Monday, September 17, 2018

Animal Rights Retreat FAQ

Below is detailed FAQ for the upcoming Pollination Project retreat for Farm Animal Advocates-

Why meditate? 
Here is a link from the Harvard Business Review on Mindfulness in the Age of Complexity and an book passage by the man known as the happiest man in the world through brain scans who is vegan and an animal rights advocate. Organizationally, this blog discusses places where employees are benefiting from mindfulness and this one where mindfulness promotes a more compassionate workplace.

Why go on retreat? 
Since ancient times all wise cultures have known the value of retreat. Time in retreat allows us to step out of the complexity of our life, to listen deeply to our body, heart and mind. Meditation retreats offer practical instruction and group support for discovering inner understanding and freedom. The retreat will combine the fertile atmosphere of silence with extensive time for meditation and walks in nature, supported by systematic teachings. Careful guidance and training is offered in meditation. 

A retreat provides an opportunity and a caring container for undertaking intensive meditation, like an immersion course in a language. The central practice is mindfulness, which enables us to see the ways we create difficulties in our lives and to discover a freedom of heart in the midst of all things. The mindfulness practice on retreat will be ​accompanied and complemented by training in loving-kindness meditation. 
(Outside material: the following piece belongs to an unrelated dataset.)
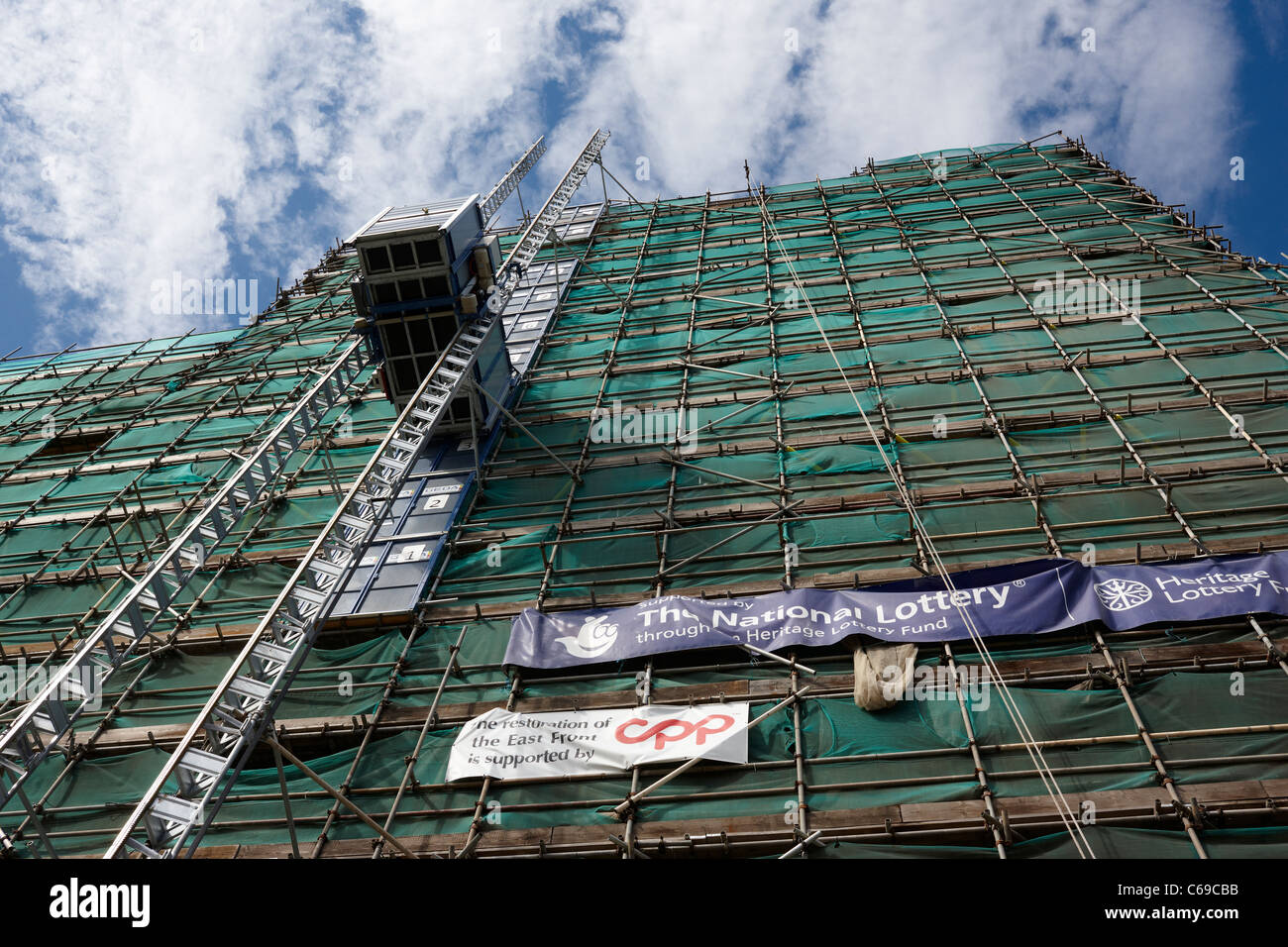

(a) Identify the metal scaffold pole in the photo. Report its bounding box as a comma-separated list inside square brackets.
[104, 130, 608, 858]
Most of the retreat is held in silence; retreatants do not speak to one another. Writing and reading are also discouraged, so that retreatants can better stay with their own present experience as it unfolds, moment to moment. In this silent and mindful environment, awareness sharpens, the body quiets, the mind clears, and space opens for insight and understanding to develop.

With no diversions there is nothing to distract us. Since there is no place to hide from ourselves, there is a good possibility that we will know ourselves better after a retreat than we did before. Self-knowledge and understanding grow as we see that we can live each moment either with inattention, fear and judgment, or with clarity, kindness and wakefulness. By cultivating the power of awareness, clarity and kindness, we discover our path to liberation, inner freedom and a peaceful heart.

Can I participate in less than the full retreat? 
You are required to attend the full retreat. Requests for late arrivals or early departures must be approved by the teacher(s) before the retreat.

Will we be in silence during the retreat? Why? 
During most of the retreat the participants will be in silence while the teachers will offering guided meditation and teachings, as well as be available for individual or group meetings. The result is a pervasive silence that serves as a foundation for the meditation practice and creates a palpable and nourishing atmosphere of stillness. Most people come to cherish the silence of retreat.  Even those who were intimidated by it in the beginning often find such peace in the silence that they are reluctant to give it up at the end.  As people become aware of its richness, they come to look forward to silence rather than fear it.
Retreat silence has many benefits. Because social conversation keeps the mind active, periods of not talking help the mind rest.  Silence settles the many emotions that are activated by talking, listening, and even in the anticipation of talking.  As our mental and emotional lives calm down, our bodies relax.
Silence allows for a heightened sense of intimacy with the world.  In sustained silence our senses become more acute, and both the inner and outer world can appear to us with greater clarity.  For example, we may begin to notice the birdsong we previously failed to hear, or we may tune in to our quieter thoughts, which normally get drowned out.
For most people, the silence of a retreat creates a space in which they can see themselves more clearly.  Rather than being actively distracted by work, relationships, the internet, music, or various external events, they have an opportunity to notice overlooked feelings and concerns.  The sustained periods of silence give people a chance to observe the subtle, important motivations and values behind how they live. As you relax into the collective stillness, participants often discover that being together with others in silence allows for a rich sense of connection that is more satisfying than if they had spent the same time engaged in conversation.  Rather than knowing others through the stories of who they are, what they do, and what they have done, the silence highlights our shared humanity and a direct feeling of empathy and rapport.  
How are the teachers compensated? 
The retreat will be using the system in practice over thousands of years of paying forward the generosity teachers offer in sharing their wisdom called dana.

What clothing should I pack? What other essentials should I bring? 
We will be sending an email to attendees in the weeks prior to the retreat that outlines these elements.

What if I get sick on retreat? 
We have first aid on hand and there is access to local area hospitals if needed.

Is it possible to stay extra days before or after retreat? 
We can discuss on an individual basis.

Can I arrive early on the day the retreat starts? 
Yes, but rooms will not be available until 3pm.

Can I arrive late and/or leave early? 
We ask that you stay for the entirety of the retreat.